There is clearly a certain sentimentalism in Thomas Moore’s famous Irish Melodies (published in 10 volumes between 1807 and 1834).  These were enormously popular poems–at least as popular in Victorian England as in Ireland–that Moore set to music in the early 1800’s.  The poems, or songs, are marked by sentimental images of the Irish landscape and culture (the Harp, the Minstrel, the Bard, the “island of sorrow,” the “last rose of summer”), and seem on the surface to romanticize and sugarcoat the realities of Irish life.  Yet beneath the surface can be seen many impulses of national dignity and pride, even rebellion, as in such songs as “Dear harp of my country!  in darkness I found thee,” and “The Harp that once through Tara’s Halls” (which Joyce puts to powerful use in his short story “Two Gallants”).  In reading Moore, one must attend to the ways in which the surface meaning might rub against the hidden meanings, and the ways in which Moore employs apparently stock devices in unusual ways.

The work of Samuel Ferguson is in this style as well:  romantic, lush, sentimental, ballad-like.  Ferguson also employs many of the figures of Irish mythology, a vein that was just beginning to be mined by Irish writers.  Ferguson sought a unity of Catholic and Protestant Ireland through this shared mythic past, and engaged in much translation work that would combine history, legend, and myth.  But another poet, James Clarence Mangan, wrote in a different style: Mangan’s poetry is tortured, alienated, homeless, negative. Mangan resists sentiment and writes tragedy in its place. His most famous poem, “Dark Rosaleen,” is a love lament and a political allegory in one, a litany of the sufferings of the motherland, Ireland herself, the Dark Rosaleen of the title.  Finally, Thomas Davis stands as the most political of all these writers.  His poem/song “A Nation Once Again” puts forth the ideal of male comradeship, sacrifice in a patriotic cause, and a glorious free Ireland–ideals that would motivate Irish rebels throughout the late nineteenth and early twentieth centuries.

Thomas Davis

The Irish writers at the end of the 19th century would look back upon these poets with different attitudes: Yeats was strongly attracted to Ferguson, who had begun an Irish ballad tradition in English that Yeats would take up; whereas Joyce was strongly attracted to Mangan, whom he called “the most significant poet of the modern Celtic world.”

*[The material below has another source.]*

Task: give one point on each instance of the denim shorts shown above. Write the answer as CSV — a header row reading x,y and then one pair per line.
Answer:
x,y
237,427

The Irish economy, already fragile and ill-managed, was devastated by the famine, particularly the rural, peasant classes in the west.  The population continued to decline, going from roughly 8 million just before the famine to only 4 million by the turn of the century. By far the bulk of these emigrants came to the U.S., and during this time the Irish American population, one of the most formidable ethnic groups in U.S. history, began to form. (For an excellent study of the Irish in America, see Lawrence McCaffrey’s classic The Irish Catholic Diaspora in America, 1997).  This population was, understandably, greatly embittered against Britain, and this anger would influence American political relations to Ireland and England throughout the 19th and 20th centuries.

The Great Famine, in addition to the economic and social devastation of the Irish population, increased in the Irish mind a deep-seated anger toward the entire system of British government in Ireland. (Lady Gregory, herself a product of the Anglo-Irish Protestant Ascendancy, would say later in her life: “I defy anyone to study Irish history without getting a dislike and distrust of England.”) From this time forward, Irish Nationalism takes on a bitter and more violent edge, for it now became clear to many that Ireland would slowly perish under British rule, and that Britain would allow this to happen.  Thus, as the 19th century moved toward the 20th, Irish proto-military groups such as the Fenians or Irish Republican Brotherhood are formed, led by James Stephens, alongside groups like the Irish Land League, led by Michael Davitt and seeking reform of the outrageously unequal distribution and ownership of land. But none of these groups, and none of their leaders, could match the charisma and leadership of Charles Stewart Parnell, who rose to power in the mid-1870’s and soon was the dominant figure in both Irish and British politics.